Des semaines de préparation pour un résultat saisissant
Le travail n’a pourtant pas été de tout repos. Le mur, appartenant à un immeuble d’habitation, n’était pas en parfait état. Sa réparation a été indispensable. « J’ai enlevé les restes de peinture, poncé toute la surface avec une brosse métallique et retouché quelques imperfections. Au total, j’ai passé deux ou trois jours sur le traitement du mur, puis la peinture de la fresque elle-même a pris une semaine », détaille Farráis. Avant cela, il a également dû appliquer une sous-couche de peinture plastique extérieure de haute qualité, recouverte d’une couche bleue pour le fond.
Rien que pour cette teinte, il a utilisé près de 15 litres de peinture. « Sur une surface plane, cette quantité aurait été bien plus rentable, peut-être trois fois plus. Mais le mur avait une texture de crépi projeté, rugueuse et granuleuse, ce qui a compliqué les choses. Avec ces reliefs, il ne suffit pas de passer la peinture : il faut bien la travailler, en mouvements circulaires et avec soin, pour couvrir toute la surface », explique le muraliste.

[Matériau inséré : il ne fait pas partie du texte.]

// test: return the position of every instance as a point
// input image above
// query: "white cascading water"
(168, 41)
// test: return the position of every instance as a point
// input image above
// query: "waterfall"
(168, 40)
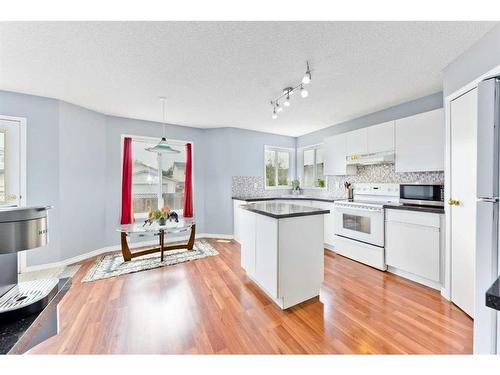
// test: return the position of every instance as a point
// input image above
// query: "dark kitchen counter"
(493, 295)
(409, 207)
(297, 198)
(21, 335)
(278, 210)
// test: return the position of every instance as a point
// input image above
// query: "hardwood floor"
(210, 306)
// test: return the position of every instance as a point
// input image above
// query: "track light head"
(303, 92)
(307, 76)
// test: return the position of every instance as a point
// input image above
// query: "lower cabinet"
(329, 237)
(284, 257)
(414, 245)
(247, 221)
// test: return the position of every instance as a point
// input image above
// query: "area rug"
(111, 265)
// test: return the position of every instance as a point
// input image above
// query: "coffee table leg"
(127, 255)
(162, 242)
(191, 238)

De l’enfant rêveur au muraliste accompli
Pour Adán Pérez Farráis, ce type de projet va bien au-delà d’une simple commande. Derrière chaque dessin se cachent des années d’apprentissage, de pratique et une relation avec la peinture qui a commencé bien avant qu’il puisse en vivre. Aujourd’hui considéré comme l’un des muralistes les plus reconnus de la région, son histoire débute alors qu’il n’est encore qu’un gamin. « Enfant, je passais des heures à dessiner sur des feuilles et je restais fasciné à observer quiconque peignait un mur. Ma façon de m’amuser, c’était de peindre », se souvient-il.
Cette passion a grandi au fil des ans jusqu’à le rapprocher de l’art urbain. Il a commencé par expérimenter avec des aérosols dans des endroits isolés, apprenant en autodidacte et développant sa propre technique à force d’essais et d’erreurs. Son premier graffiti remonte à l’âge de 13 ans à peine. Depuis, les bombes de peinture n’ont jamais quitté sa vie. « Pendant que mes amis sortaient faire la fête, moi j’économisais pour acheter de la peinture et aller dessiner le lendemain », confie-t-il en riant.

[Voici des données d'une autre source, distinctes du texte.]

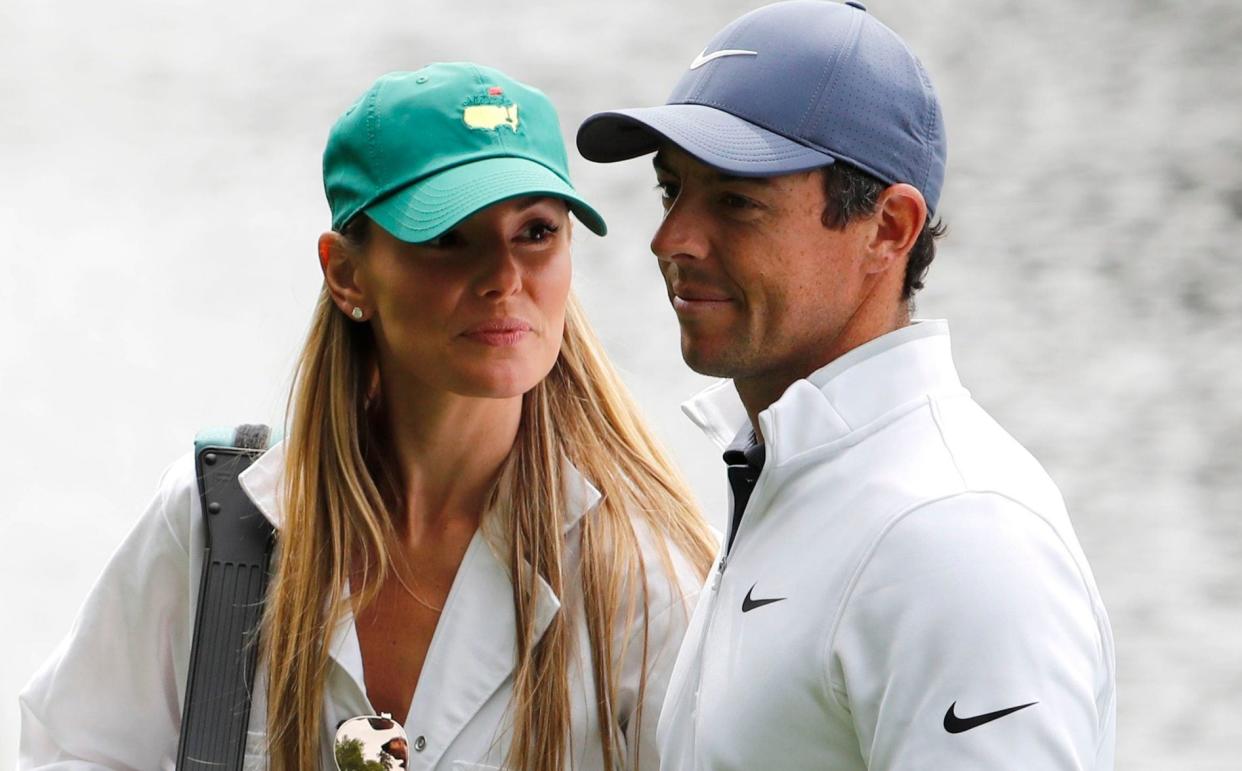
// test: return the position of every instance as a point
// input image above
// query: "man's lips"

Avec le temps, cette passion s’est transformée en métier. Il cumule aujourd’hui plus d’une décennie de carrière professionnelle dans le muralisme. Parmi ses œuvres les plus marquantes figure la fresque en hommage à Don Antonio Hernández Oliva, ancien curé de la commune, au Realejo Alto. Cette œuvre a été nominée parmi les meilleures du mois de mai 2025 et se distingue, selon Farráis, par « l’énorme accueil » et « l’affection » qu’elle a reçue de la part des habitants.

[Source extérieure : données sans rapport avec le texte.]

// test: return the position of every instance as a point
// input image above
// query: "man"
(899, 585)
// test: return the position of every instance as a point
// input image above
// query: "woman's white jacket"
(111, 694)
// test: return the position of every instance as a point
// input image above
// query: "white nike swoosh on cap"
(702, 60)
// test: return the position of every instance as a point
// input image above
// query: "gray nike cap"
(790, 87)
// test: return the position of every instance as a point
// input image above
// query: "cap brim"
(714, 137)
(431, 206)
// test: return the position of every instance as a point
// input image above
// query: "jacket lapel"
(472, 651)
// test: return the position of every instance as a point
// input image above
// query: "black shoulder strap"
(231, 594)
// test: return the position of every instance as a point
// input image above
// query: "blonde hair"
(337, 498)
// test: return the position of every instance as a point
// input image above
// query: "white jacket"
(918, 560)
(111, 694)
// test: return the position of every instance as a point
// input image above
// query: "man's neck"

Malgré tout, il continue de se décrire comme « un gamin qui aime peindre ». Et c’est sans doute pour cela qu’il cherche à briser cette étrange sensation de celui qui a toujours dû évoluer en marge — comme l’image du rat qu’il porte tatoué — pour revendiquer une forme artistique qui, longtemps, n’a pas toujours été reconnue à sa juste valeur.